Thanks to technology, the art of face-to-face dating is almost dead; now we are swiping left and right depending on whether or not we like what we see. I’m not saying it’s a bad thing; it’s just different. An activity I seem to have partaken in and quite honestly, enjoyed more than just a bit. While I was nervous to join a dating app and considering I’m as awkward as they come, that type of laid-back dating scene really suits my personality. Let’s just say the pandemic also played a part in it as I had so much time on my hands and decided to give it a try.
I seem to have digressed a bit. Back to dating as a millennial. On top of it being complicated, it is seriously screwed up. Our generation of 20 somethings no longer bother with traditional dating. Most of us have whittled it down to “hanging out” or “talking” and eventually end up couch dating. Don’t get me wrong, I’m not demonizing any of it. It all depends on how comfortable you are with the setting and what you are looking for.

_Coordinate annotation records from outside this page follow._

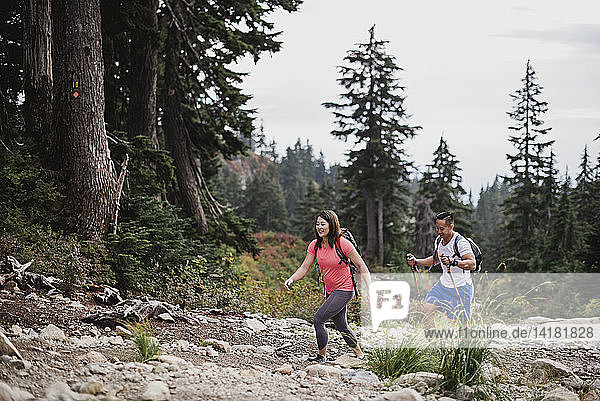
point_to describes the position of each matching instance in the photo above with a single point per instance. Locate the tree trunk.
(380, 229)
(371, 225)
(176, 133)
(88, 170)
(144, 52)
(108, 9)
(424, 229)
(37, 68)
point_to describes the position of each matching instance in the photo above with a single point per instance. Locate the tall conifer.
(372, 114)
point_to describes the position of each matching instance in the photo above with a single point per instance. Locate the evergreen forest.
(129, 157)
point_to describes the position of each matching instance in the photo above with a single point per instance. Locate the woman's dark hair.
(447, 217)
(334, 227)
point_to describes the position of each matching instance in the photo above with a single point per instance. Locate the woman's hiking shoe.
(317, 359)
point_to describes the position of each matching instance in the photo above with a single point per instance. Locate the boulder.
(156, 391)
(560, 394)
(406, 394)
(7, 348)
(8, 393)
(429, 378)
(323, 371)
(255, 325)
(51, 332)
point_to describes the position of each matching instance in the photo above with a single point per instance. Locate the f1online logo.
(389, 300)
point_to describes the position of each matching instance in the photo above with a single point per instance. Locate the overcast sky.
(461, 60)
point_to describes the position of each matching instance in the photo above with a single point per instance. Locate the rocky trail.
(48, 352)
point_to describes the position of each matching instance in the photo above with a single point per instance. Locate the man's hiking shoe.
(317, 359)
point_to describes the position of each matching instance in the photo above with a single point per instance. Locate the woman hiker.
(339, 286)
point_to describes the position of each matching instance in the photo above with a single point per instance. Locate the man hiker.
(454, 290)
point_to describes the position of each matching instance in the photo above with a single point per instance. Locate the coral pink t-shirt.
(336, 275)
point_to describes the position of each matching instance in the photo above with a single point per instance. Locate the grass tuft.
(147, 347)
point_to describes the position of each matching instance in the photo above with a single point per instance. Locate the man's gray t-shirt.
(461, 277)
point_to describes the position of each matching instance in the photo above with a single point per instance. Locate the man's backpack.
(343, 258)
(474, 248)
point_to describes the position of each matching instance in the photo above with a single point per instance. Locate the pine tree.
(441, 184)
(263, 201)
(565, 234)
(531, 166)
(372, 113)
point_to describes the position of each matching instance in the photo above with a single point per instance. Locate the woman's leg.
(334, 304)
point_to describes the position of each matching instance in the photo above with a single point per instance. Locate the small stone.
(16, 330)
(243, 348)
(323, 371)
(406, 394)
(94, 357)
(464, 392)
(20, 364)
(286, 369)
(91, 387)
(560, 394)
(51, 332)
(223, 346)
(7, 348)
(429, 378)
(8, 393)
(266, 349)
(255, 325)
(156, 391)
(166, 317)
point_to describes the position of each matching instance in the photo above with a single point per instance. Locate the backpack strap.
(344, 259)
(436, 243)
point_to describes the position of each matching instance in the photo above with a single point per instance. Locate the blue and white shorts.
(448, 300)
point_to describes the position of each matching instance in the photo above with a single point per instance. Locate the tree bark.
(380, 229)
(88, 170)
(107, 9)
(37, 68)
(370, 252)
(175, 130)
(143, 72)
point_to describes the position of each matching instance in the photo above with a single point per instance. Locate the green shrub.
(394, 360)
(146, 346)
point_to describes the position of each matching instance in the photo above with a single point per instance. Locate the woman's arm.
(362, 267)
(302, 270)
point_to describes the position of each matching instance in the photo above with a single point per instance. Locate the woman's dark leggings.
(334, 308)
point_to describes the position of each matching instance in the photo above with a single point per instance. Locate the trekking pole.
(457, 293)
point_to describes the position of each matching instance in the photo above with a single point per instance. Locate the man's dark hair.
(446, 216)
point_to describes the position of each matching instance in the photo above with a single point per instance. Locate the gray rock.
(20, 364)
(464, 392)
(255, 325)
(361, 377)
(560, 394)
(16, 330)
(182, 345)
(93, 357)
(92, 387)
(429, 378)
(323, 371)
(7, 348)
(156, 391)
(406, 394)
(166, 317)
(8, 393)
(554, 369)
(51, 332)
(265, 349)
(243, 348)
(223, 346)
(174, 361)
(60, 392)
(286, 369)
(348, 361)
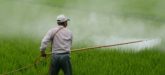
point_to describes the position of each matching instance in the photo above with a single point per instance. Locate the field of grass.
(15, 53)
(24, 22)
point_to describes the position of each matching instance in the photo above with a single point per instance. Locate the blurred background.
(97, 21)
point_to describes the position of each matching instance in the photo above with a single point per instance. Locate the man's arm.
(45, 42)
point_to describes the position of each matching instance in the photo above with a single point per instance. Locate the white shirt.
(62, 40)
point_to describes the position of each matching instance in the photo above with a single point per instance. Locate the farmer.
(61, 39)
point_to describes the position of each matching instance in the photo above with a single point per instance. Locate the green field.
(15, 53)
(23, 23)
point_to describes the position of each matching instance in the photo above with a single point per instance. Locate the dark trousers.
(60, 61)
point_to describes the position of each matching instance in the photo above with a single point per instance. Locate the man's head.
(62, 20)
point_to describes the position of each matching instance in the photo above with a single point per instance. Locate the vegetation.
(16, 53)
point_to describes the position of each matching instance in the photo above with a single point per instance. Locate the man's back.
(61, 39)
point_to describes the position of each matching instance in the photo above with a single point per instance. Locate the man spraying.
(61, 39)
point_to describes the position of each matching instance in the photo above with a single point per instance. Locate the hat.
(62, 18)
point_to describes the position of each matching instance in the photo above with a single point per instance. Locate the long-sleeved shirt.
(61, 39)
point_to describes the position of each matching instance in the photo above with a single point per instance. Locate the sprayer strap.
(54, 36)
(56, 33)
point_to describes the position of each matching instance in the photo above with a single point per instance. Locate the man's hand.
(43, 54)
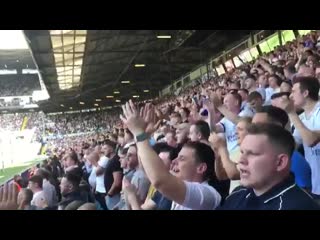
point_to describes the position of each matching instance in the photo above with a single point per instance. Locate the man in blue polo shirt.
(264, 168)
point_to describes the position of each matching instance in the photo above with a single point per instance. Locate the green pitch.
(8, 173)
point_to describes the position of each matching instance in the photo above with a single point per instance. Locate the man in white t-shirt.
(232, 103)
(274, 87)
(252, 86)
(100, 192)
(93, 159)
(35, 185)
(189, 189)
(307, 126)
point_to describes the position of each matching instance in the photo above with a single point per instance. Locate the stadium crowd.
(246, 140)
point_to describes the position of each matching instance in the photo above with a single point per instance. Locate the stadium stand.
(227, 139)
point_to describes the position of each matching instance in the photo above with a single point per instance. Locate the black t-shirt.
(113, 165)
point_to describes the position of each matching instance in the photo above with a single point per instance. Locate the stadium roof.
(102, 66)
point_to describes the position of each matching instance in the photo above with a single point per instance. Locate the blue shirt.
(284, 196)
(301, 170)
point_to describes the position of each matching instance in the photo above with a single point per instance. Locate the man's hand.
(135, 123)
(8, 197)
(217, 142)
(207, 104)
(286, 104)
(215, 100)
(148, 113)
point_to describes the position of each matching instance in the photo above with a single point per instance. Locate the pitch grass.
(8, 173)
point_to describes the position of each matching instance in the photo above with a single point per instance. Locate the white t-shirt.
(100, 179)
(92, 177)
(230, 133)
(262, 92)
(199, 196)
(38, 199)
(312, 154)
(269, 92)
(247, 111)
(50, 193)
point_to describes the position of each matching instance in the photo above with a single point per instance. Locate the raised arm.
(170, 186)
(309, 137)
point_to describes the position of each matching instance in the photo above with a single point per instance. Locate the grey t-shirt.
(142, 183)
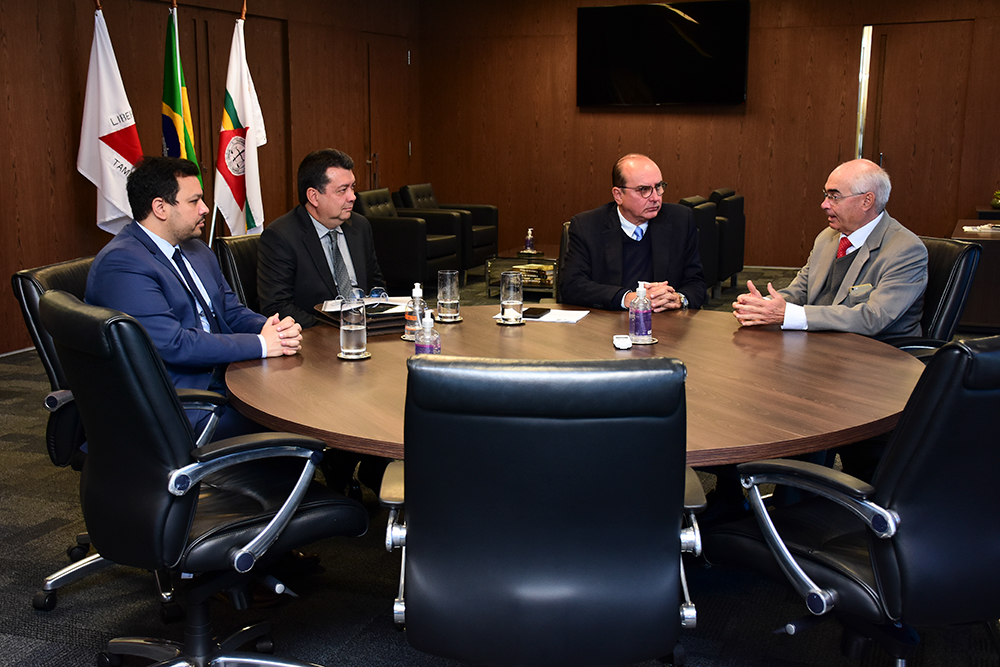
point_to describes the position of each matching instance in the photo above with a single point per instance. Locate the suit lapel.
(872, 243)
(314, 248)
(612, 243)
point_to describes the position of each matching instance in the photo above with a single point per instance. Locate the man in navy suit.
(159, 271)
(635, 237)
(319, 249)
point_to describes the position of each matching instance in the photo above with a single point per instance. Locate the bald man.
(866, 273)
(635, 237)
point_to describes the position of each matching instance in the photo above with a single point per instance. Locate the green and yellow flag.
(178, 135)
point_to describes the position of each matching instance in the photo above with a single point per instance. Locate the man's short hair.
(874, 180)
(617, 177)
(312, 170)
(155, 177)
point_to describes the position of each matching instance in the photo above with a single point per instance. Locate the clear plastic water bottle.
(640, 317)
(428, 341)
(414, 314)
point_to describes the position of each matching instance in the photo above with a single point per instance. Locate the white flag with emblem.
(237, 173)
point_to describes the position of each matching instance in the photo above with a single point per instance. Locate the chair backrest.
(517, 553)
(64, 432)
(137, 433)
(951, 266)
(29, 285)
(939, 473)
(418, 196)
(377, 203)
(563, 245)
(238, 260)
(721, 193)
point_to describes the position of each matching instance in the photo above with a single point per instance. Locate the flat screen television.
(650, 55)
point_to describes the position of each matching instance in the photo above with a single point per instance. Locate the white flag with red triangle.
(109, 142)
(237, 175)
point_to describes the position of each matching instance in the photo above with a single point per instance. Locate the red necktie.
(842, 248)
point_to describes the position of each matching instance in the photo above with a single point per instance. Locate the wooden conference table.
(751, 393)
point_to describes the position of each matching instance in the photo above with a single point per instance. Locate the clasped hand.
(753, 309)
(282, 336)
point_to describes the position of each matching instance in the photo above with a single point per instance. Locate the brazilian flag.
(178, 135)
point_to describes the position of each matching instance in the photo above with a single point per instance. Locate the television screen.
(677, 53)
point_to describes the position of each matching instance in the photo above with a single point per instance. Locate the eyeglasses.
(645, 191)
(835, 197)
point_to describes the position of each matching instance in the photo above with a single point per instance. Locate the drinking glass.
(353, 330)
(447, 307)
(511, 297)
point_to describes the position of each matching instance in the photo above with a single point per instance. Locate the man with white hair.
(866, 273)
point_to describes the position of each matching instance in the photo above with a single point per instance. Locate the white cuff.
(795, 317)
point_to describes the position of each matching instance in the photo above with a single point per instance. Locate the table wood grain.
(752, 393)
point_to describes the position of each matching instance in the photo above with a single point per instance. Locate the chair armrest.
(208, 401)
(232, 451)
(482, 214)
(694, 493)
(803, 472)
(438, 220)
(841, 488)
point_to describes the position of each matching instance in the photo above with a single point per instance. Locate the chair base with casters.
(221, 512)
(911, 548)
(507, 575)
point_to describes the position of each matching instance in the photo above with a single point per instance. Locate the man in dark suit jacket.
(296, 269)
(635, 237)
(140, 273)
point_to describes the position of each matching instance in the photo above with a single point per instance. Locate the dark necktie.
(193, 287)
(340, 274)
(842, 248)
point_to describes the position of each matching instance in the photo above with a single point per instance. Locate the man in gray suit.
(866, 273)
(319, 249)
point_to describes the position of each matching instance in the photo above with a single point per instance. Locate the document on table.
(564, 316)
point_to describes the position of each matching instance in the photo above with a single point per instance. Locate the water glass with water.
(353, 330)
(447, 297)
(511, 297)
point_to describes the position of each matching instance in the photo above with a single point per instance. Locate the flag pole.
(211, 231)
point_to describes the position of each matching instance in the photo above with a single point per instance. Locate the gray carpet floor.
(343, 613)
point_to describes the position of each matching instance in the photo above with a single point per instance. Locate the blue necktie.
(193, 287)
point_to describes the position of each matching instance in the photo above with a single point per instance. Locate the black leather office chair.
(154, 499)
(951, 266)
(480, 222)
(515, 551)
(708, 241)
(732, 234)
(411, 248)
(920, 544)
(238, 260)
(64, 432)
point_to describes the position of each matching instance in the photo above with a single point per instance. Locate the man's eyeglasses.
(645, 191)
(836, 196)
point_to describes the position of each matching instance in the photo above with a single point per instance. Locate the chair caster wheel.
(105, 659)
(171, 612)
(264, 644)
(78, 552)
(44, 600)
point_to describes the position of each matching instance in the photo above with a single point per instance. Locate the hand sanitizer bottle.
(414, 313)
(640, 317)
(428, 341)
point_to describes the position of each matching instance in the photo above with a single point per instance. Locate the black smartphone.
(534, 313)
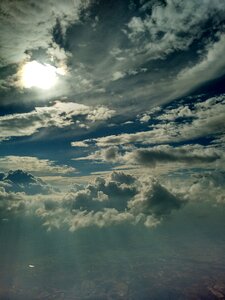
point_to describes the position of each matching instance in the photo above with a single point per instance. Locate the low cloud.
(39, 167)
(60, 115)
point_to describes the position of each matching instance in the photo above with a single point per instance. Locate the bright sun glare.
(35, 74)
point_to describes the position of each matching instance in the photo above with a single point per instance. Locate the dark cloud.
(151, 157)
(154, 199)
(19, 181)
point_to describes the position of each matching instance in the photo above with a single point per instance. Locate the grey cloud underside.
(120, 198)
(117, 199)
(179, 123)
(61, 114)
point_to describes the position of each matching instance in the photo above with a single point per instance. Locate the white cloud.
(34, 25)
(60, 114)
(39, 167)
(207, 118)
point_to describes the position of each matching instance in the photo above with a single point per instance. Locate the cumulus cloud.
(19, 181)
(172, 26)
(34, 26)
(39, 167)
(119, 198)
(60, 114)
(190, 155)
(203, 119)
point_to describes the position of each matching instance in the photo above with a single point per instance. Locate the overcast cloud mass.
(112, 139)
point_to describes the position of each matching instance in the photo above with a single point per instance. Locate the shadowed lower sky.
(112, 118)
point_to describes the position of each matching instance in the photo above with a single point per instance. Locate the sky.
(112, 124)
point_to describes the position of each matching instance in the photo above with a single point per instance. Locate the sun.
(35, 74)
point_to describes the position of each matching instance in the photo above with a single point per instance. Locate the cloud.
(34, 26)
(60, 114)
(19, 181)
(210, 66)
(172, 26)
(179, 124)
(39, 167)
(119, 198)
(154, 199)
(190, 155)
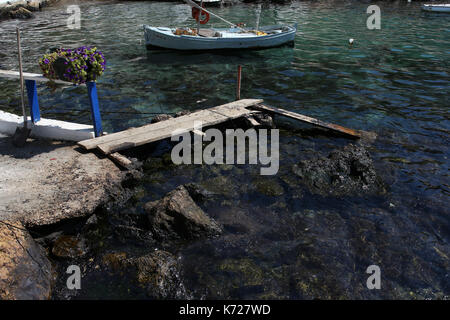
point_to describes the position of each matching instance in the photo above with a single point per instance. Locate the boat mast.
(193, 4)
(258, 15)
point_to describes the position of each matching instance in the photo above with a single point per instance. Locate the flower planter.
(74, 65)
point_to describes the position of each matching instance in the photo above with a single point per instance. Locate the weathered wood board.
(134, 137)
(317, 122)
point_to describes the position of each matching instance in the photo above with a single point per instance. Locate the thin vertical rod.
(238, 88)
(22, 90)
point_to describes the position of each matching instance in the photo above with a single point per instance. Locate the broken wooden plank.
(317, 122)
(120, 159)
(253, 121)
(230, 108)
(208, 117)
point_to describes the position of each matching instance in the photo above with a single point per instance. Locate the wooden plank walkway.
(134, 137)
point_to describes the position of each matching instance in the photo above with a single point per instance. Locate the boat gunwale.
(292, 30)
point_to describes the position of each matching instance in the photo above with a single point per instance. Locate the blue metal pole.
(95, 110)
(33, 100)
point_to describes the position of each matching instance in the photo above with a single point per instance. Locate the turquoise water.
(394, 81)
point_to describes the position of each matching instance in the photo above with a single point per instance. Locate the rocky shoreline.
(110, 241)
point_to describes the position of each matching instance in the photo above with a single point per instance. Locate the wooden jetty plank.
(29, 76)
(208, 117)
(198, 115)
(120, 159)
(317, 122)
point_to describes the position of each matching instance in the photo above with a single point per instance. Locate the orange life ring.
(196, 15)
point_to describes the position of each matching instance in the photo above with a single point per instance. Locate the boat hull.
(436, 7)
(156, 37)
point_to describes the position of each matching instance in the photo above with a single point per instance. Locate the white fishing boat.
(235, 37)
(209, 3)
(436, 7)
(218, 38)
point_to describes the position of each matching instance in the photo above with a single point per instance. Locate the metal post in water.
(199, 17)
(22, 90)
(238, 88)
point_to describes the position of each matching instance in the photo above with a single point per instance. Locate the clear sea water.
(394, 81)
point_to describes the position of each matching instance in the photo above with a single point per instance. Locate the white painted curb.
(47, 128)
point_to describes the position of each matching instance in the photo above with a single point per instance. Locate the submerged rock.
(182, 113)
(176, 216)
(197, 192)
(159, 273)
(345, 171)
(25, 271)
(21, 13)
(69, 247)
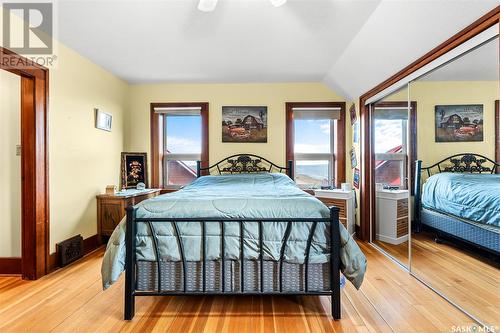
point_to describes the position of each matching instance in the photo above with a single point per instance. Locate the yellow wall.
(83, 159)
(10, 171)
(428, 94)
(273, 96)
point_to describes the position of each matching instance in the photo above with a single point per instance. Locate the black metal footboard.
(131, 264)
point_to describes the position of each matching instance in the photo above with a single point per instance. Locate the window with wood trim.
(316, 143)
(179, 139)
(391, 147)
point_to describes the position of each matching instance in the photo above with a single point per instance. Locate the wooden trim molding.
(34, 161)
(10, 266)
(412, 127)
(497, 133)
(90, 244)
(340, 161)
(366, 181)
(156, 122)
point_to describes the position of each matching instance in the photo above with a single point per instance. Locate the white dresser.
(344, 200)
(392, 216)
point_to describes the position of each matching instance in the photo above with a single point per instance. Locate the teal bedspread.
(234, 196)
(474, 197)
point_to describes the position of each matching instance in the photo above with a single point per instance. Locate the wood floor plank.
(71, 300)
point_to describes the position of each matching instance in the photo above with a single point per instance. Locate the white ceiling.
(351, 45)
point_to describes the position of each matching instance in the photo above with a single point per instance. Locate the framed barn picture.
(244, 124)
(134, 169)
(459, 123)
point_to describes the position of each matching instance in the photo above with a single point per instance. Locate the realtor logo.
(32, 37)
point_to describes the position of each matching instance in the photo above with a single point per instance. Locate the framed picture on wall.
(459, 123)
(244, 124)
(134, 169)
(103, 120)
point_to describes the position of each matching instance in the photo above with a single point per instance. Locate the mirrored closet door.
(392, 121)
(457, 222)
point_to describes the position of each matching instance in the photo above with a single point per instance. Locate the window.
(180, 142)
(390, 145)
(315, 142)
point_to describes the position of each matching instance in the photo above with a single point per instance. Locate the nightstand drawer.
(344, 200)
(340, 203)
(111, 209)
(111, 214)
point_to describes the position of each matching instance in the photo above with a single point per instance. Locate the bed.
(248, 230)
(460, 200)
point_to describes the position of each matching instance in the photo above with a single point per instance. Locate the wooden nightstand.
(111, 208)
(344, 200)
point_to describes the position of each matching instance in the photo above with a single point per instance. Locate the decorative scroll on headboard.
(245, 163)
(462, 163)
(459, 163)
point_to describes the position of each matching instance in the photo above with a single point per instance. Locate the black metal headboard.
(459, 163)
(244, 163)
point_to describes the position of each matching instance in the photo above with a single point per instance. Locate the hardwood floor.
(399, 252)
(469, 280)
(71, 299)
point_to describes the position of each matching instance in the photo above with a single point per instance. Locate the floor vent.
(70, 250)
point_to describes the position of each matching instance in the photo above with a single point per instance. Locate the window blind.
(390, 113)
(316, 113)
(179, 111)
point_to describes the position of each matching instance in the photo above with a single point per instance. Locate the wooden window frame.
(367, 186)
(412, 127)
(35, 231)
(339, 159)
(156, 123)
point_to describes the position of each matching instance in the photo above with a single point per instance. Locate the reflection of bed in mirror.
(460, 200)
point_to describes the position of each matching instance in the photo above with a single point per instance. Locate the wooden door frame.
(497, 133)
(340, 159)
(412, 127)
(366, 182)
(34, 162)
(156, 129)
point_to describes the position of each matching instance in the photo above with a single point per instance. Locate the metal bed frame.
(446, 225)
(242, 163)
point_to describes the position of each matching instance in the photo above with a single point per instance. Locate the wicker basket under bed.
(172, 276)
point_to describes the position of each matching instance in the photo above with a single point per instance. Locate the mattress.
(233, 197)
(474, 197)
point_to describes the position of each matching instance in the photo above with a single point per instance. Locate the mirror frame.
(367, 186)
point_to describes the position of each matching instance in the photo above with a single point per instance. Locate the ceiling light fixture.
(207, 5)
(277, 3)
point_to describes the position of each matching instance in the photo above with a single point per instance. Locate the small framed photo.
(103, 120)
(459, 123)
(134, 169)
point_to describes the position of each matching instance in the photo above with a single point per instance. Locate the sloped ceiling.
(349, 45)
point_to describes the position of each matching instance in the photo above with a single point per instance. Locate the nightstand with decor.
(344, 200)
(111, 208)
(392, 216)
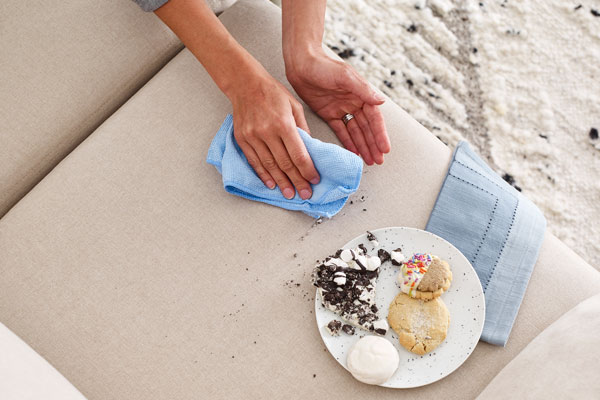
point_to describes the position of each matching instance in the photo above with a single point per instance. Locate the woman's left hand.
(332, 89)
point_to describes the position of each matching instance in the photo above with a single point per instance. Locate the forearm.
(302, 31)
(227, 62)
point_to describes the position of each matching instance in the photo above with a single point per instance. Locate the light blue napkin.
(499, 231)
(340, 171)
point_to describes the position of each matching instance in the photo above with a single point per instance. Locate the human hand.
(332, 89)
(265, 116)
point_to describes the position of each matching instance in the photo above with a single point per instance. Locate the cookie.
(424, 276)
(421, 325)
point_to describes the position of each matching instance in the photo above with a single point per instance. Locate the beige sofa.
(126, 266)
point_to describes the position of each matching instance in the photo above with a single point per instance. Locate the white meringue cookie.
(373, 360)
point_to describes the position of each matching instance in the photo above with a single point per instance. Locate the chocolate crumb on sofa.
(348, 329)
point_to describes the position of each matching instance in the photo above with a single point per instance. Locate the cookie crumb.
(348, 329)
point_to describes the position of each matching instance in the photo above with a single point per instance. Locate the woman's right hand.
(265, 117)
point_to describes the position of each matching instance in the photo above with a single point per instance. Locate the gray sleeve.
(150, 5)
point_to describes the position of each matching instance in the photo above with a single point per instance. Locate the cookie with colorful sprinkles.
(424, 276)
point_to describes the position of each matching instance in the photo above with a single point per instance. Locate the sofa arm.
(561, 362)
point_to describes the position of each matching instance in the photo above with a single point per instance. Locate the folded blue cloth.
(496, 228)
(340, 171)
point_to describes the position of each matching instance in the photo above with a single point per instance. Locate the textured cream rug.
(520, 80)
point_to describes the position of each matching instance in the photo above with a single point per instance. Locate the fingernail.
(305, 194)
(379, 97)
(288, 193)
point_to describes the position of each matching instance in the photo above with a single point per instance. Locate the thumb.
(298, 112)
(356, 84)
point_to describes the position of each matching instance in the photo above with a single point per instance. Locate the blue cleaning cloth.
(340, 171)
(496, 228)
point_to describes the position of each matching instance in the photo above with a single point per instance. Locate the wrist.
(299, 61)
(248, 75)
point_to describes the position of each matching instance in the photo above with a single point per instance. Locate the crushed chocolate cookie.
(348, 329)
(383, 255)
(347, 53)
(333, 327)
(511, 181)
(346, 284)
(370, 236)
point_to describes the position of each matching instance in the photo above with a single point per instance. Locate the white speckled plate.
(464, 300)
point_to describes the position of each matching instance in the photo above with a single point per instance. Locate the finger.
(359, 139)
(342, 133)
(298, 112)
(356, 84)
(369, 138)
(300, 158)
(377, 125)
(255, 163)
(268, 161)
(286, 164)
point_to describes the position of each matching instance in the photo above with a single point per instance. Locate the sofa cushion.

With the existence and popularity of dating apps, people have become more easily disposable because there are so many people you can meet from the comfort of wherever you are. This brings about some unfortunate millennial dating habits. Talk about ghosting; if you are no longer interested in someone, you just stop responding instead of sending a simple note to say, “Sorry, it’s not working.” I think at some point everyone has ghosted or been ghosted. Something we seem to have resigned ourselves to thinking is okay. It really isn’t.
Relationships with no strings attached are another thing. Sex is readily available and there is minimal effort to get to know someone. The hookup culture which values sex more than love is gaining popularity. Some people engage in it based on a mutual understanding, while others aren’t upfront with their intentions. They pretend like they are looking for a relationship whereas they are just looking to hit and quit it. I think there’s more to life than just getting laid and most of the time, sex doesn’t lead to a relationship- sometimes it leads to confusion or another one-night stand with the next person.
I am however very aware that different people are looking for different things, and that’s okay. As an adult, you’re entitled to what you are willing and not willing to accept in your life. If casual dating is your thing, own it and have a go at it. If you are comfortable with just hanging out, do you boo! If you are looking for something more and lasting, you also have the right to have it. Just make sure you clearly state your standards and expectations from the first day. It can be very easy to jump into situations when you’ve just met someone. Don’t be so desperate at the first romantic attention that comes your way that you forego your heart’s desires. If you’re not a casual dater, fucking own it! For the single people, have fun! Relish in your single life and stay safe!
But at the end of the day, it’s your life, your body, and your choice. Know what you want and go after it. Just take the chance; you never know what will happen.
Thanks for listening and by listening, I mean reading.